Tradicionalmente, la aproximación formal a la conservación de los ecosistemas nacionales ha descansado en la fórmula de poner aparte porciones del territorio nacional y sujetarlas a un régimen tendiente a restringir el acceso a los recursos naturales que alojan; esto es, se han establecido áreas naturales protegidas de diferentes categorías, desde las más orientadas a la preservación, como los refugio y santuarios, hasta las que ofrecen recreación y contemplación, como los parques, y las que admiten que ocurran en su interior algunas modalidades de apropiación de los elementos naturales, como las reservas de la biosfera.

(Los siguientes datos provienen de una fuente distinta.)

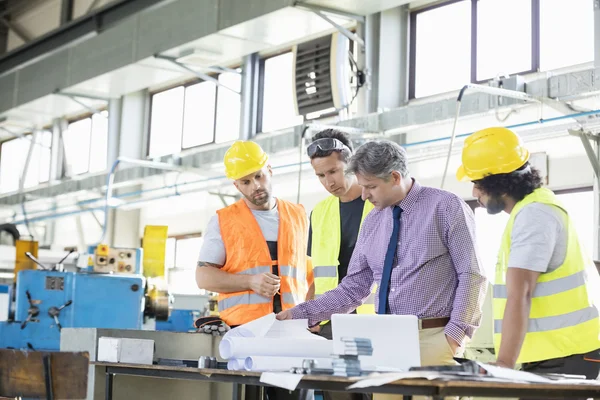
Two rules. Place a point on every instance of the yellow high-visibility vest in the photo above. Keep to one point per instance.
(325, 248)
(564, 308)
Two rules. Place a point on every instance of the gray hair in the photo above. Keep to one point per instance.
(379, 158)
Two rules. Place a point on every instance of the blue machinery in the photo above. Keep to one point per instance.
(110, 292)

En países distintos del nuestro establecer áreas protegidas es un simple acto de autoridad ejercido sobre tierras o aguas de propiedad del estado –o de la nación– pero el caso mexicano es peculiar: la mayor parte de nuestras tierras tienen dueño, son propiedad de particulares, ejidos o comunidades. Cuando el gobierno determina que un área debe ser protegida, o la expropia (cosa muy poco frecuente), o pretende someter a sus dueños a un régimen de uso de los recursos congruente con la modalidad convencional de protección, con lo que los dueños de esa porción de territorio perciben la protección como un despojo, o se ven claramente criminalizados al intentar continuar haciendo uso de lo que consideran sus recursos.
La mayoría de las áreas protegidas mexicanas, por tanto, nace con el conflicto bajo el brazo. Hoy en Yucatán, el gobierno del estado, a través de la Secretaría de Desarrollo Urbano y Medio Ambiente, prueba un modelo novedoso de conservación en cinco municipios del sur de la entidad: la Reserva Estatal Biocultural del Puuc. Dos elementos hacen que este modelo sea especial: por una parte, se trata de un proyecto construido “de abajo hacia arriba”, con base en la consulta con los residentes locales, y con su participación informada y consciente; y por otra, se parte de la premisa de que el paisaje no es un simple fenómeno natural, sino una construcción social.
Esta nueva área protegida, que reconoce que la conservación de la riqueza natural es una actividad social de apropiación del paisaje, y es por tanto una labor que parte de la cultura y re-construye la cultura, es un ensayo que merece aplauso, pero sobre todo es una suerte de experimento que quienes compartimos la pasión por la conservación de nuestro entorno debemos observar con atención, con la esperanza de que termine por convertirse en una experiencia para replicar en otras porciones del vasto y diverso territorio nacional.